帰宅後、私はただ「日本一周をしてきた女」に成り下がる。


「日本一周」と書かれた高級ジャムの瓶を、満足気に眺め、人に見せびらかした。


見せびらかし、自慢げにする事が、

ジャムを所持している事だけが、


私の誇りとなっていた。

旅で感じた事は、きっちりと蓋をされて、味を思い帰すだけ。

冬が来ていた。

「こんなんじゃない」と、焦り、空回り、そして猛吹雪に巻かれて前が見えなくなった。


蓋を開けると言う行為に気づいたのは、随分人に迷惑をかけてからだった。


少しずつ漏れ出す薫り。

「そうか、そうだった。

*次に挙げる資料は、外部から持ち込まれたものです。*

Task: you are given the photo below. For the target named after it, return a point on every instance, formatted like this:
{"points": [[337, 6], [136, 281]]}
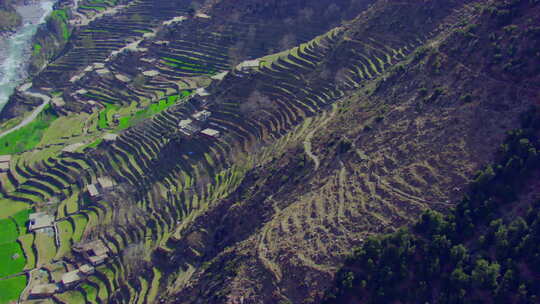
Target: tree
{"points": [[485, 275]]}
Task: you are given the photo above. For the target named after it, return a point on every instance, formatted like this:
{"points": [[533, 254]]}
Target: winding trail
{"points": [[46, 99]]}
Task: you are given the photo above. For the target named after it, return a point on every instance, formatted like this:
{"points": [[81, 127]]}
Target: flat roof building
{"points": [[4, 162], [44, 290], [202, 115], [248, 65], [40, 220], [110, 137], [94, 252], [87, 269], [211, 133], [93, 191], [5, 158], [188, 127], [105, 182], [72, 148], [71, 278]]}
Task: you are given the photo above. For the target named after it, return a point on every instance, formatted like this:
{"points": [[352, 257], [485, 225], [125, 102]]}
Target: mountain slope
{"points": [[408, 141], [338, 132]]}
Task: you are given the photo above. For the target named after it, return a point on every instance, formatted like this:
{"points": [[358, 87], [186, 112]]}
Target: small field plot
{"points": [[29, 136], [12, 259], [11, 288]]}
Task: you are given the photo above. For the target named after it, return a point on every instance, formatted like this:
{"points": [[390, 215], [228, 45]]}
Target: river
{"points": [[15, 49]]}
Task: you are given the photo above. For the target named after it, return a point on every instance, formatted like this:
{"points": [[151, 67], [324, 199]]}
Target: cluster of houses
{"points": [[93, 254], [194, 125], [39, 221], [95, 191], [4, 163]]}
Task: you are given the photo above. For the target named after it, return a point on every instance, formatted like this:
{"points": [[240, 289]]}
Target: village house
{"points": [[86, 269], [93, 192], [71, 278], [94, 252], [202, 115], [248, 65], [4, 162], [105, 183], [44, 290], [39, 221], [188, 127], [210, 133], [72, 148], [110, 137]]}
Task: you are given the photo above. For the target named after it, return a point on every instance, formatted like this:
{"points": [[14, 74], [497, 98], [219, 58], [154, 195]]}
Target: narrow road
{"points": [[46, 99]]}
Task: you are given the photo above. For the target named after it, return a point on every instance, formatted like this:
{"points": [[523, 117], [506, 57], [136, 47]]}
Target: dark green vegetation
{"points": [[12, 258], [484, 250], [30, 135], [339, 133], [12, 288]]}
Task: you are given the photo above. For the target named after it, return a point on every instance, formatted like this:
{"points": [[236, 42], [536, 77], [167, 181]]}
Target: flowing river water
{"points": [[15, 49]]}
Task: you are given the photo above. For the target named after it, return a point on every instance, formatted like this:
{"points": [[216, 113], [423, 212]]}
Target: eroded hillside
{"points": [[204, 177]]}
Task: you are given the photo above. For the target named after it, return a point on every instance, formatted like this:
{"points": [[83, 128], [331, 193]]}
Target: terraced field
{"points": [[164, 181]]}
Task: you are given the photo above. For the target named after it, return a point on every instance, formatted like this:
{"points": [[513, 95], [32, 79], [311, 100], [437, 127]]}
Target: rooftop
{"points": [[105, 182], [96, 248], [202, 92], [103, 71], [220, 76], [46, 289], [71, 277], [110, 137], [4, 166], [73, 147], [202, 115], [40, 220], [92, 190], [86, 269], [185, 122], [151, 73], [211, 132], [5, 158], [249, 64], [122, 77]]}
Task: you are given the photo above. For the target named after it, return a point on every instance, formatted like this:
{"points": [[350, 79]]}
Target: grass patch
{"points": [[46, 248], [105, 116], [8, 231], [65, 229], [80, 222], [10, 289], [95, 143], [8, 264], [26, 242], [11, 208], [28, 136], [152, 109]]}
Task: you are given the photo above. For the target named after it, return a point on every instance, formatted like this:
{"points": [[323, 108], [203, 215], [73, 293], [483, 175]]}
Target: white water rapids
{"points": [[15, 49]]}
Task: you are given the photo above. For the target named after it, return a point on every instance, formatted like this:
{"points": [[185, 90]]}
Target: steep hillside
{"points": [[485, 250], [408, 141], [236, 151]]}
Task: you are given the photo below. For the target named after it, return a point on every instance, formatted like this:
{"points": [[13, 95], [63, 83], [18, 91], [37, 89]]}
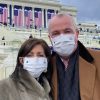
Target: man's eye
{"points": [[41, 55], [29, 55]]}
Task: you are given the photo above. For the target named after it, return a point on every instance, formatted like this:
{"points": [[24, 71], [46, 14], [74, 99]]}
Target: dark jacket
{"points": [[89, 74], [26, 88]]}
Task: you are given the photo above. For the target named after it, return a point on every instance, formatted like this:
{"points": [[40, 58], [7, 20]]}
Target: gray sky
{"points": [[88, 10]]}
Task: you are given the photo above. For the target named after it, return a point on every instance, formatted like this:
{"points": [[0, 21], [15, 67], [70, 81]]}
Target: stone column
{"points": [[23, 15], [33, 21], [46, 18], [42, 18]]}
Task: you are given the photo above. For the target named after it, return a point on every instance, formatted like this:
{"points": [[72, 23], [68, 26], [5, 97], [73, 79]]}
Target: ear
{"points": [[21, 60], [49, 38], [77, 32]]}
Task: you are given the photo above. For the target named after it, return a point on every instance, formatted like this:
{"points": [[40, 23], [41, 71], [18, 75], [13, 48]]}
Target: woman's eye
{"points": [[29, 55], [41, 55]]}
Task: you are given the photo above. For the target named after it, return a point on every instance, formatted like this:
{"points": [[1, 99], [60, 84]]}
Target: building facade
{"points": [[21, 18]]}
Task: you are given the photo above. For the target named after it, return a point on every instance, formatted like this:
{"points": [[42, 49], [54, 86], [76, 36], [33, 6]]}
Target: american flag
{"points": [[38, 19], [5, 15], [50, 15], [16, 17], [28, 16], [20, 17]]}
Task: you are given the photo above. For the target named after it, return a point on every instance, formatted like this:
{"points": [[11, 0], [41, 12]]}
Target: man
{"points": [[76, 70]]}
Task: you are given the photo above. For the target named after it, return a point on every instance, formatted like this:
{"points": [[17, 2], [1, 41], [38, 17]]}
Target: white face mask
{"points": [[35, 65], [64, 44]]}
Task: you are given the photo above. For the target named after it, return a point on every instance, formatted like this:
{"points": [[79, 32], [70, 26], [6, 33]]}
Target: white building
{"points": [[18, 20]]}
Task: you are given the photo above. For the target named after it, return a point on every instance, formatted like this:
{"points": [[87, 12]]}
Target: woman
{"points": [[29, 81]]}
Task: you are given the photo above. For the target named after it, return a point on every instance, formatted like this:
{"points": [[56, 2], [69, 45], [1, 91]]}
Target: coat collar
{"points": [[26, 81], [87, 72]]}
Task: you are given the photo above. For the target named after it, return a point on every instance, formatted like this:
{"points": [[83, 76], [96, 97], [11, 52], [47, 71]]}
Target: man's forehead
{"points": [[56, 19], [61, 20]]}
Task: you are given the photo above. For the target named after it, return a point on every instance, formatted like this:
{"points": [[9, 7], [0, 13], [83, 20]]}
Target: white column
{"points": [[12, 14], [23, 15], [33, 21], [46, 18], [8, 20], [42, 18]]}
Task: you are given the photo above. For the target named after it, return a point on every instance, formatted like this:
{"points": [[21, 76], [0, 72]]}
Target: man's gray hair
{"points": [[65, 14]]}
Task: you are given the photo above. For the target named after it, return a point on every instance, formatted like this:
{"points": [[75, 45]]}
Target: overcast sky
{"points": [[88, 10]]}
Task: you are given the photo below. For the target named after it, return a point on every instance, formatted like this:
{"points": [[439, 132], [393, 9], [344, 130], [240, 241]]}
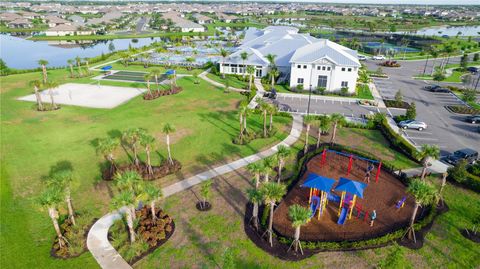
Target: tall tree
{"points": [[424, 194], [50, 199], [337, 121], [147, 141], [153, 194], [282, 153], [167, 130], [323, 124], [299, 216], [36, 87], [255, 196], [308, 119], [44, 64], [426, 154], [126, 199], [272, 192]]}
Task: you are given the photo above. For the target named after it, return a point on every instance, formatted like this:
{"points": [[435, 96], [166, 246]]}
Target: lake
{"points": [[21, 53]]}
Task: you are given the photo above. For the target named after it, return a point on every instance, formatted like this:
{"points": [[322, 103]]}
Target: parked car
{"points": [[412, 124], [472, 69], [470, 155], [473, 119], [378, 57]]}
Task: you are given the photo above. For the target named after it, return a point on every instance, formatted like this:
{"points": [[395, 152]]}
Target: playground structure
{"points": [[341, 209]]}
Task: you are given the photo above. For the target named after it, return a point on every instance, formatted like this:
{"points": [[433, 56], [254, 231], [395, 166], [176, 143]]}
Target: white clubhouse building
{"points": [[300, 58]]}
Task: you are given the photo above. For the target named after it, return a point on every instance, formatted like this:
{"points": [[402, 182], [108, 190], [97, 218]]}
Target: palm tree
{"points": [[308, 119], [251, 72], [167, 130], [282, 153], [70, 64], [36, 86], [78, 60], [299, 216], [244, 56], [63, 180], [147, 77], [131, 137], [255, 196], [148, 142], [52, 85], [424, 194], [50, 199], [272, 192], [323, 124], [106, 147], [337, 120], [126, 199], [153, 194], [273, 74], [426, 154], [257, 169], [44, 64]]}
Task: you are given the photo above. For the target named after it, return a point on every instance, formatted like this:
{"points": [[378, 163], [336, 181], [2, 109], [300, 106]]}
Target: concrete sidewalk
{"points": [[97, 239]]}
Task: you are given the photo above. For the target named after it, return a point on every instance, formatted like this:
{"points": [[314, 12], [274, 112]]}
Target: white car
{"points": [[378, 57]]}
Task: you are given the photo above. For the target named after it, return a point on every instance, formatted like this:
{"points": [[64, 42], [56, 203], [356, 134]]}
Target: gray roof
{"points": [[327, 49]]}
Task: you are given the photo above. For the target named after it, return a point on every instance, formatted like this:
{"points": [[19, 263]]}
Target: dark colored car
{"points": [[472, 69], [473, 119], [469, 155]]}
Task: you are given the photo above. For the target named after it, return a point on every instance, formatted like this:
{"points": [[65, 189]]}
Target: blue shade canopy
{"points": [[351, 186], [319, 182]]}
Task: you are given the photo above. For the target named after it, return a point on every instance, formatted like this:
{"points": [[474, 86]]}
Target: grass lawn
{"points": [[32, 142]]}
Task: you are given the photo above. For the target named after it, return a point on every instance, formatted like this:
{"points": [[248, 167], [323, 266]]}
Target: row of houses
{"points": [[303, 60]]}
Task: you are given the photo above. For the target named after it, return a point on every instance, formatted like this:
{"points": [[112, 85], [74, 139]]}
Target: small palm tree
{"points": [[126, 199], [337, 121], [36, 87], [167, 130], [272, 192], [424, 194], [282, 153], [70, 64], [44, 64], [308, 119], [251, 72], [426, 154], [244, 56], [131, 138], [299, 216], [323, 124], [52, 85], [153, 194], [255, 196], [106, 147], [63, 180], [50, 199], [257, 169], [148, 141]]}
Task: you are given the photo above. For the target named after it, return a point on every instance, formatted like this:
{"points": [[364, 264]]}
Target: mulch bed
{"points": [[158, 93], [470, 235], [203, 207], [164, 169]]}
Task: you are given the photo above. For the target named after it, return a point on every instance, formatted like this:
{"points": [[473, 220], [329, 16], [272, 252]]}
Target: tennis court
{"points": [[130, 76]]}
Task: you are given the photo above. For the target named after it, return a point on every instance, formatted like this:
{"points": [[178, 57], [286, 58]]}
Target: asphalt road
{"points": [[447, 130]]}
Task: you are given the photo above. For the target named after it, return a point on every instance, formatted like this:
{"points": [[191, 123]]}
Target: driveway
{"points": [[447, 130]]}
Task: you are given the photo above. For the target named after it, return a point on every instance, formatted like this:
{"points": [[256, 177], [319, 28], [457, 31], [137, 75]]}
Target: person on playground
{"points": [[373, 216], [368, 173]]}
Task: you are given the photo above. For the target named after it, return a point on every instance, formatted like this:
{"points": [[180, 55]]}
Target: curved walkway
{"points": [[97, 239]]}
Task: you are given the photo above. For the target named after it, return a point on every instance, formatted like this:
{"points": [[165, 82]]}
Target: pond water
{"points": [[449, 31], [21, 53]]}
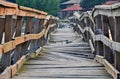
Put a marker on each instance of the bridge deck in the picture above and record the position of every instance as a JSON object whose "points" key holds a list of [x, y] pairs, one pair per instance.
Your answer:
{"points": [[64, 61]]}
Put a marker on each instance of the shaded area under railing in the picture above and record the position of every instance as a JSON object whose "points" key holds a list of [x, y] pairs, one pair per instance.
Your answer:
{"points": [[100, 27]]}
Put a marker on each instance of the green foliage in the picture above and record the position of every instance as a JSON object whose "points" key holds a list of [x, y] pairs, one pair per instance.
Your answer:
{"points": [[50, 6], [91, 3]]}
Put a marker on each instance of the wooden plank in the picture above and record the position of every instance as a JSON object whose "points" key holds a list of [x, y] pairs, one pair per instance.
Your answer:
{"points": [[2, 24], [8, 46], [6, 74], [14, 69], [110, 69], [13, 9], [19, 40]]}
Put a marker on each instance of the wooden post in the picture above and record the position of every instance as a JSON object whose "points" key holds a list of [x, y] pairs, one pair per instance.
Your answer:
{"points": [[35, 30], [108, 54], [41, 22], [99, 45], [117, 39], [28, 30], [18, 28], [2, 24], [6, 57]]}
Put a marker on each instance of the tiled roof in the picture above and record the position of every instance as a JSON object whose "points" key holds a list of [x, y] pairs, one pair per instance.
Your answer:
{"points": [[73, 8], [72, 2]]}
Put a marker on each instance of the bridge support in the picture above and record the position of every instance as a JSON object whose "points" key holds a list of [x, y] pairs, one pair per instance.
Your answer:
{"points": [[9, 31], [18, 29]]}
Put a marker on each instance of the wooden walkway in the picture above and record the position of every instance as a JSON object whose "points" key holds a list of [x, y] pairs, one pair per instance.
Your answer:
{"points": [[66, 57]]}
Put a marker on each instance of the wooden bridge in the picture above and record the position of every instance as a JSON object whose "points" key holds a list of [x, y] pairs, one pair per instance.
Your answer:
{"points": [[33, 46]]}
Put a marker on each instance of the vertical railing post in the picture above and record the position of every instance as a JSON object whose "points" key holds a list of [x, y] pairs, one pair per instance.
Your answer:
{"points": [[18, 29], [28, 30], [105, 27], [99, 45], [9, 31], [117, 39]]}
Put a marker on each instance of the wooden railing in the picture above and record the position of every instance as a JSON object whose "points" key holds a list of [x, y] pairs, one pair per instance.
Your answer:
{"points": [[101, 28], [23, 31]]}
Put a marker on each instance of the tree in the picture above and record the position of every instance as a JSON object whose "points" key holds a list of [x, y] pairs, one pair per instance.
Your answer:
{"points": [[50, 6], [88, 4]]}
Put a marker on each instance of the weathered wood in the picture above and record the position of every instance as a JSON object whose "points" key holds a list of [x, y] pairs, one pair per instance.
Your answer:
{"points": [[115, 73], [6, 74], [6, 57], [13, 9], [2, 24], [18, 28]]}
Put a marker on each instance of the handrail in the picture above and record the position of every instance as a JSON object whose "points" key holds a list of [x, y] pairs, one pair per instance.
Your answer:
{"points": [[105, 48], [14, 9], [11, 18]]}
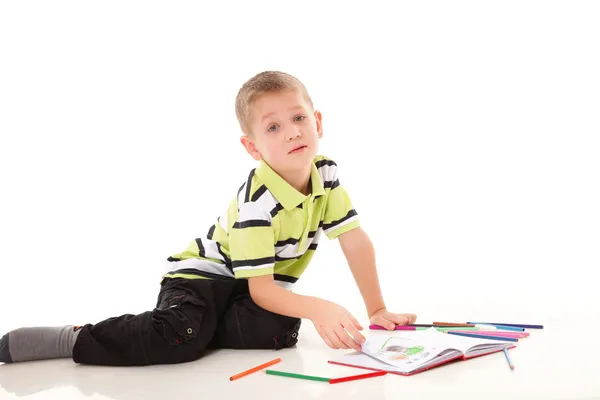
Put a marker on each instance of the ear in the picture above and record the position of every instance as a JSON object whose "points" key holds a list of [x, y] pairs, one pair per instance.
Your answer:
{"points": [[319, 120], [250, 147]]}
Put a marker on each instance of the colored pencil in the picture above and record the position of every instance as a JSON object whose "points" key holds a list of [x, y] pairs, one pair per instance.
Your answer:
{"points": [[504, 327], [501, 334], [452, 324], [510, 364], [397, 328], [298, 376], [474, 335], [252, 370], [356, 377], [515, 325]]}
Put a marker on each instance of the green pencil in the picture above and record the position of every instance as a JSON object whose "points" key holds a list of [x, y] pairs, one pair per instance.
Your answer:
{"points": [[299, 376]]}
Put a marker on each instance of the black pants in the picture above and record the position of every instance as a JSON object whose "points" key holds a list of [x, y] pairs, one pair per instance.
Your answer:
{"points": [[191, 315]]}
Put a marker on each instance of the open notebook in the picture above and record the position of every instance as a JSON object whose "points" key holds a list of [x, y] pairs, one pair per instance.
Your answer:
{"points": [[411, 352]]}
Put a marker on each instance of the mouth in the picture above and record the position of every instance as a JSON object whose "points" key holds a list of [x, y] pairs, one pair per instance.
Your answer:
{"points": [[298, 149]]}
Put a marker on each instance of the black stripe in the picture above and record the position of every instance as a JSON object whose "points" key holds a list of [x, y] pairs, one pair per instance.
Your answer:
{"points": [[251, 223], [201, 250], [276, 209], [331, 184], [350, 214], [287, 241], [211, 231], [277, 258], [248, 186], [322, 163], [227, 260], [252, 263], [193, 271], [285, 278], [259, 192]]}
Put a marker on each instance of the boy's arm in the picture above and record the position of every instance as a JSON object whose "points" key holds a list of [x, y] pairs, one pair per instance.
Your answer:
{"points": [[333, 322], [360, 254]]}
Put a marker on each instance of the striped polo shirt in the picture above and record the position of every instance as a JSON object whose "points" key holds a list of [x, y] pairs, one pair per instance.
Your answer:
{"points": [[269, 228]]}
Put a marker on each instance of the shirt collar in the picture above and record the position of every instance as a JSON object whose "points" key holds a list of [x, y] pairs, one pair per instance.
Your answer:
{"points": [[285, 193]]}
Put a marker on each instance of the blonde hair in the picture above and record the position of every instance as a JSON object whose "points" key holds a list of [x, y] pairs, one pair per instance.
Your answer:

」

切なくて情けなくて涙がでた。


ようやく、雪が溶けて来た。

新しい芽吹きの時。



ふと立ち止まり振り返ると、顔を覆ってしゃがみ込みたくなる。

後悔し、恥じる目録は溢れるほど次々に見つかる。

私は、ただ恥ずかしい人間だったのか?

今もか?

後ろ向きでしゃがみ込む。


いや、そうじゃない。

もしそう思ったなら、私を大切に思ってくれている人達に失礼だ。

立ち上がり、前を見るのだ。




道は前にしかない。


恥も欲も悔いも酸いも甘いも全部糧にして歩いてやる。